Graph of how various factors combined affect traffic volume.
import seaborn as sns
sns.set_theme()
d_metro["day_type"] = pd.Series(str)
d_metro.loc[d_metro["date_time"].dt.dayofweek <= 4, "day_type"] = "Business Day"
d_metro.loc[d_metro["date_time"].dt.dayofweek >= 5, "day_type"] = "Weekend"
d_metro["season"] = pd.Series(str)
d_metro.loc[(d_metro["month"].between(0,2)) | (d_metro["month"] == 12),"season"] = "Winter"
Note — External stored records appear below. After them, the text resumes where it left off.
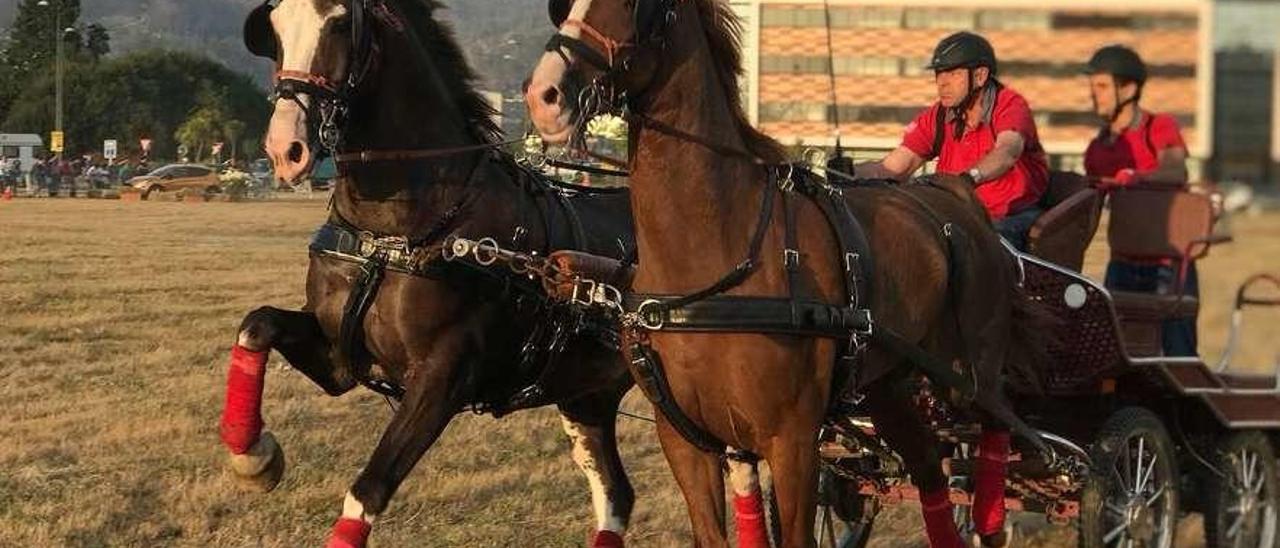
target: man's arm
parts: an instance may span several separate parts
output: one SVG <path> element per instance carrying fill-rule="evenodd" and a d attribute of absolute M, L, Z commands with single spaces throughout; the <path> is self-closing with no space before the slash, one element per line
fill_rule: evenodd
<path fill-rule="evenodd" d="M 985 181 L 998 179 L 1018 162 L 1018 158 L 1022 156 L 1022 150 L 1027 146 L 1027 142 L 1022 138 L 1022 134 L 1016 131 L 1001 131 L 996 135 L 996 146 L 978 160 L 973 167 L 978 169 L 981 180 L 974 181 L 974 184 L 981 184 Z"/>
<path fill-rule="evenodd" d="M 863 162 L 853 166 L 853 175 L 859 179 L 905 181 L 923 165 L 924 158 L 905 146 L 899 146 L 878 162 Z"/>
<path fill-rule="evenodd" d="M 1144 171 L 1134 175 L 1134 182 L 1163 183 L 1171 185 L 1187 184 L 1187 151 L 1171 147 L 1161 150 L 1156 158 L 1159 165 L 1153 171 Z"/>

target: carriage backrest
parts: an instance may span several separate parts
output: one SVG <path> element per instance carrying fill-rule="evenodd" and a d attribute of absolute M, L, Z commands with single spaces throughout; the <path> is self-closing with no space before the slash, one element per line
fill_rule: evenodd
<path fill-rule="evenodd" d="M 1122 188 L 1111 194 L 1107 242 L 1131 261 L 1194 260 L 1208 251 L 1213 200 L 1175 189 Z"/>
<path fill-rule="evenodd" d="M 1054 264 L 1079 271 L 1098 231 L 1103 196 L 1076 173 L 1052 171 L 1041 201 L 1045 212 L 1027 233 L 1027 250 Z"/>

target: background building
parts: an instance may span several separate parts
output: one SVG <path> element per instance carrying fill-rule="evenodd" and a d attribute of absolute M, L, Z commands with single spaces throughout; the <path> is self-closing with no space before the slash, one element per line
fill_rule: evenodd
<path fill-rule="evenodd" d="M 903 126 L 936 101 L 933 75 L 923 69 L 933 47 L 952 32 L 972 30 L 991 40 L 1000 79 L 1031 103 L 1041 140 L 1058 167 L 1077 167 L 1098 131 L 1080 69 L 1097 48 L 1120 43 L 1147 61 L 1151 78 L 1143 105 L 1177 116 L 1193 173 L 1247 176 L 1251 182 L 1280 176 L 1270 167 L 1280 157 L 1272 137 L 1280 131 L 1272 122 L 1280 116 L 1273 112 L 1271 93 L 1275 46 L 1267 45 L 1277 34 L 1271 12 L 1280 19 L 1275 0 L 828 4 L 832 57 L 821 0 L 734 2 L 745 25 L 743 93 L 752 121 L 784 144 L 830 146 L 838 115 L 846 148 L 870 155 L 896 146 Z M 1227 18 L 1215 26 L 1219 11 Z M 1215 30 L 1266 37 L 1218 45 Z M 831 58 L 837 109 L 827 75 Z"/>

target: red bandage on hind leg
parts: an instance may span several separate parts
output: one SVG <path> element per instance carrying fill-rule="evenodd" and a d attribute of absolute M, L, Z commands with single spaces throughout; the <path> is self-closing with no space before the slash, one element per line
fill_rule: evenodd
<path fill-rule="evenodd" d="M 267 352 L 253 352 L 236 345 L 227 368 L 227 400 L 222 407 L 222 443 L 243 455 L 262 433 L 262 382 Z"/>
<path fill-rule="evenodd" d="M 591 548 L 623 548 L 622 535 L 601 529 L 596 531 L 595 538 L 591 539 Z"/>
<path fill-rule="evenodd" d="M 733 495 L 733 523 L 738 526 L 738 548 L 769 548 L 769 530 L 764 523 L 764 503 L 757 489 Z"/>
<path fill-rule="evenodd" d="M 364 548 L 369 540 L 369 530 L 373 526 L 361 519 L 338 518 L 333 524 L 333 532 L 329 533 L 329 542 L 324 548 Z"/>
<path fill-rule="evenodd" d="M 973 475 L 973 525 L 979 535 L 1004 529 L 1004 476 L 1009 463 L 1009 432 L 982 431 Z"/>
<path fill-rule="evenodd" d="M 956 531 L 952 515 L 951 493 L 946 488 L 920 493 L 920 511 L 924 514 L 924 530 L 932 548 L 965 548 Z"/>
d_metro.loc[d_metro["month"].between(3,5),"season"] = "Spring"
d_metro.loc[d_metro["month"].between(6,8),"season"] = "Summer"
d_metro.loc[d_metro["month"].between(9,11),"season"] = "Fall"
sns.relplot(data = d_metro, x = "hour", y = "traffic_volume",
hue = "season", palette = "RdYlGn", style = "day_type")
plt.title("Factors Affecting Traffic Volume")
plt.show()
The business day values tend to be closer to the top of the graph, while the weekend values are at the bottom. Because of the range of values in the hour column, it is difficult to tell how much the hour affects the traffic, although a general trend is visible. Most of the winter values are at the bottom of the graph, which is expected.
Conclusion: in regards to time indicators, traffic is higher during the spring, summer, and fall months than in the winter months. Traffic is higher during business days than the weekend, and rush hours on business days are 7 a.m. and 4 p.m. Weather does have an impact on traffic volume, with snow showers, light rain and snow, and proximity thunderstorms with drizzle all resulting in heavier traffic.
Thank you for taking the time to look through my project. Any and all feedback is greatly appreciated.